A research group at the City University of New York and the University of Texas at Austin has found a method to make dark excitons, a class of previously unseen light states, emit bright light and be controlled with nanoscale precision. The study, published November 12 in Nature Photonics, points toward future technologies that could operate faster, use less energy, and shrink to even smaller sizes.
Dark excitons form in ultra-thin semiconductor materials and normally remain undetectable because they release only faint light. Even so, scientists have long viewed them as promising for quantum information and advanced photonics because they interact with light in unusual ways, remain stable for relatively long periods, and experience less disruption from their surroundings, which helps reduce decoherence.
Amplifying Dark Excitons With Nanoscale Design
To bring these hidden states into view, the researchers created a tiny optical cavity built from gold nanotubes combined with a single layer of tungsten diselenide (WSe2), a material just three atoms thick. This structure increased the brightness of dark excitons by an extraordinary factor of 300,000, making them clearly observable and allowing their behavior to be precisely controlled.
“This work shows that we can access and manipulate light-matter states that were previously out of reach,” said principal investigator Andrea Alù, Distinguished and Einstein Professor of Physics at the CUNY Graduate Center and founding director of the Photonics Initiative at the Advanced Science Research Center at the CUNY Graduate Center (CUNY ASRC). “By turning these hidden states on and off at will and controlling them with nanoscale resolution, we open exciting opportunities to disruptively advance next-generation optical and quantum technologies, including for sensing and computing.”

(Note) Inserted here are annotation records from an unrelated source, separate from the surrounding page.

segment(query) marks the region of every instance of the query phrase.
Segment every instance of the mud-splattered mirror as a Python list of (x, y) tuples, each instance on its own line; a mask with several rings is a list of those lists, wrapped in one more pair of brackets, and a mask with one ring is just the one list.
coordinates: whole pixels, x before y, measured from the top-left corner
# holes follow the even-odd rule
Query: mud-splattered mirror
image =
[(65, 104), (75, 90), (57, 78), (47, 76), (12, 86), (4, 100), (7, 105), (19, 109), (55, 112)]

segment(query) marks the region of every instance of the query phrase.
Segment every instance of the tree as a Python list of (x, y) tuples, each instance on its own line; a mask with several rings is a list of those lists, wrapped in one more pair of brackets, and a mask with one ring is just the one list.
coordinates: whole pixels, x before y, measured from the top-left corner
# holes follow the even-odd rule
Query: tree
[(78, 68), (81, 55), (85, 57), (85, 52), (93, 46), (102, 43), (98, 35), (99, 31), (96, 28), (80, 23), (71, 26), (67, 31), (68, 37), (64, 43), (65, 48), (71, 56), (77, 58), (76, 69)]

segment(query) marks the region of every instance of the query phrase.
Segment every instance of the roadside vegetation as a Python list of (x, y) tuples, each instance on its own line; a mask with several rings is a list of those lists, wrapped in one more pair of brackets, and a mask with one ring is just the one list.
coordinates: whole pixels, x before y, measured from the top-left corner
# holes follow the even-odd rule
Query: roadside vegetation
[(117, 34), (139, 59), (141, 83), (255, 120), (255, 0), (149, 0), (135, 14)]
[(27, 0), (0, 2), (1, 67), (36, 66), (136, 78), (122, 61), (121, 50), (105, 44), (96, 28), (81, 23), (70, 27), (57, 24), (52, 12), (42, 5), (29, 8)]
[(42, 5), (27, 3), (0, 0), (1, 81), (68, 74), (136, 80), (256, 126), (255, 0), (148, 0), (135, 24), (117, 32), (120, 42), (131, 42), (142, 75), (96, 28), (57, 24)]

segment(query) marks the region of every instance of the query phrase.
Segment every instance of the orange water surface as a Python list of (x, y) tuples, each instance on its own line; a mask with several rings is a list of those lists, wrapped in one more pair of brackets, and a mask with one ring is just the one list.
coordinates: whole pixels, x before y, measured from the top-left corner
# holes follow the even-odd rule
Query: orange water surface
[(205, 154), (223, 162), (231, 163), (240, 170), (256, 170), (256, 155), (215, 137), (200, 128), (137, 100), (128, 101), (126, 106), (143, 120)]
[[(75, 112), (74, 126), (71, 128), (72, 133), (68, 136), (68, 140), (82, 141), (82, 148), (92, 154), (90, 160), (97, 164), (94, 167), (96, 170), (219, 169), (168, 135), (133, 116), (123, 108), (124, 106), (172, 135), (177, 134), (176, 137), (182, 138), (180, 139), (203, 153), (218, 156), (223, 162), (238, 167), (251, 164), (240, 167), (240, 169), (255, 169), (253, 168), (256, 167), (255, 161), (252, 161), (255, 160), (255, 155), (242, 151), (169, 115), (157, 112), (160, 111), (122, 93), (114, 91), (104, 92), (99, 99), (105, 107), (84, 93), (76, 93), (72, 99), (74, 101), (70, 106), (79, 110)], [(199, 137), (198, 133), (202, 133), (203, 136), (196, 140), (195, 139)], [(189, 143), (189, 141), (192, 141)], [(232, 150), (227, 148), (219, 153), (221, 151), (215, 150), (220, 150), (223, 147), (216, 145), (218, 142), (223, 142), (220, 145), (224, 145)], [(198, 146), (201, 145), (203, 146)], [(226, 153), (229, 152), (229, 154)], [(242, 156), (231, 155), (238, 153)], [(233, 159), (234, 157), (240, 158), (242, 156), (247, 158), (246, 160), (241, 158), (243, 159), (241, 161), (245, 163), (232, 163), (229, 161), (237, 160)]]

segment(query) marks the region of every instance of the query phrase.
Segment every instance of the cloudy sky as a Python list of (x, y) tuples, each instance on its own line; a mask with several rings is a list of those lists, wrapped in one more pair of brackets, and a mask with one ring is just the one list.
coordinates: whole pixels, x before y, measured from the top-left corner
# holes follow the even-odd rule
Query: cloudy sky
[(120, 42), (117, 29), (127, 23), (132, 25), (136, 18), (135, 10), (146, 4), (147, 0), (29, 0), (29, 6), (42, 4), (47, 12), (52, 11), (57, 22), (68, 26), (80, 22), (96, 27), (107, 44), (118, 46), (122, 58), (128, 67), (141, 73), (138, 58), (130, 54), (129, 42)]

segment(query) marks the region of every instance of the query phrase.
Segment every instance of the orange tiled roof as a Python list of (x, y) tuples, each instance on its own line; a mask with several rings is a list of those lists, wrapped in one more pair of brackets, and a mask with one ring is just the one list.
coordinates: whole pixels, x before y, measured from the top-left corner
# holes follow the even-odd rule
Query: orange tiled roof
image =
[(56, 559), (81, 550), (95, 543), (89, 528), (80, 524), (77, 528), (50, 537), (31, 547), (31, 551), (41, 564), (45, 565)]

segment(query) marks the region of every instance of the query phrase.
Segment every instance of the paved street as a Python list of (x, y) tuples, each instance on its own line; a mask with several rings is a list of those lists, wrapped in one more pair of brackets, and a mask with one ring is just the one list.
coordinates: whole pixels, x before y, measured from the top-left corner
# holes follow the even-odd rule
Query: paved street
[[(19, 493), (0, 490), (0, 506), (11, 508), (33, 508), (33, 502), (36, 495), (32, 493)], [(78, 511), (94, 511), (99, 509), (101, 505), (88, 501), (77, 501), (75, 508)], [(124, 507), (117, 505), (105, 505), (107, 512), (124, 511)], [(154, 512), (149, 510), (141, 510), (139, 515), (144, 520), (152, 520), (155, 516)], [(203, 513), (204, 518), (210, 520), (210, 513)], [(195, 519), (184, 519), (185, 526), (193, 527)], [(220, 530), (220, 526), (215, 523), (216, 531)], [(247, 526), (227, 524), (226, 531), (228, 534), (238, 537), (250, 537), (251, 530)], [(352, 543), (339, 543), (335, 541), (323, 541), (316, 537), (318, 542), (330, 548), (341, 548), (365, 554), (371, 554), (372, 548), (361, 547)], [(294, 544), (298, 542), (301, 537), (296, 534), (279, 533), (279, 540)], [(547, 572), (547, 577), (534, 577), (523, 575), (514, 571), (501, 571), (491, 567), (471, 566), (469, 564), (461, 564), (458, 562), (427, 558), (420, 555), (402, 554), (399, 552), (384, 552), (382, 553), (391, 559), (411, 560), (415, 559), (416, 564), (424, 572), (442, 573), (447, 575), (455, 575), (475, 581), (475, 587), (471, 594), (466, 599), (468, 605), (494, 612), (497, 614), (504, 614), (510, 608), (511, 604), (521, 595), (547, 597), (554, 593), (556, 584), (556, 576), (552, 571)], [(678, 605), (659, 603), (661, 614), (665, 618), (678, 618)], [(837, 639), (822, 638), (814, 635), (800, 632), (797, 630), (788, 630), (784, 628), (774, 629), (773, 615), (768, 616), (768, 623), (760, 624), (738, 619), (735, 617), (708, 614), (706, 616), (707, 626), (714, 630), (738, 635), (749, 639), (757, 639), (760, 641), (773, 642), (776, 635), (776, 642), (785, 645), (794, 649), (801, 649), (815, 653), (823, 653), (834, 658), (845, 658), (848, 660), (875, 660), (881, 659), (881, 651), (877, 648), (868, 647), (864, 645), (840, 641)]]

Electric and Magnetic Control of Hidden Quantum States
The team also demonstrated that these dark excitons can be switched and adjusted using electric and magnetic fields. This level of control could support new designs for on-chip photonics, highly sensitive detectors, and secure quantum communication. Importantly, the method preserves the original characteristics of the material while still achieving record-setting improvements in light-matter coupling.
“Our study reveals a new family of spin-forbidden dark excitons that had never been observed before,” said first author Jiamin Quan. “This discovery is just the beginning — it opens a path to explore many other hidden quantum states in 2D materials.”
Solving a Debate in Plasmonics
The findings also address a long-standing question of whether plasmonic structures can boost dark excitons without altering their fundamental nature when placed in close proximity. The researchers solved this by designing a plasmonic-excitonic heterostructure made with nanometer-thin boron nitride layers, which proved essential for revealing the newly identified dark excitons.
The work received support from the Air Force Office of Scientific Research, the Office of Naval Research, and the National Science Foundation.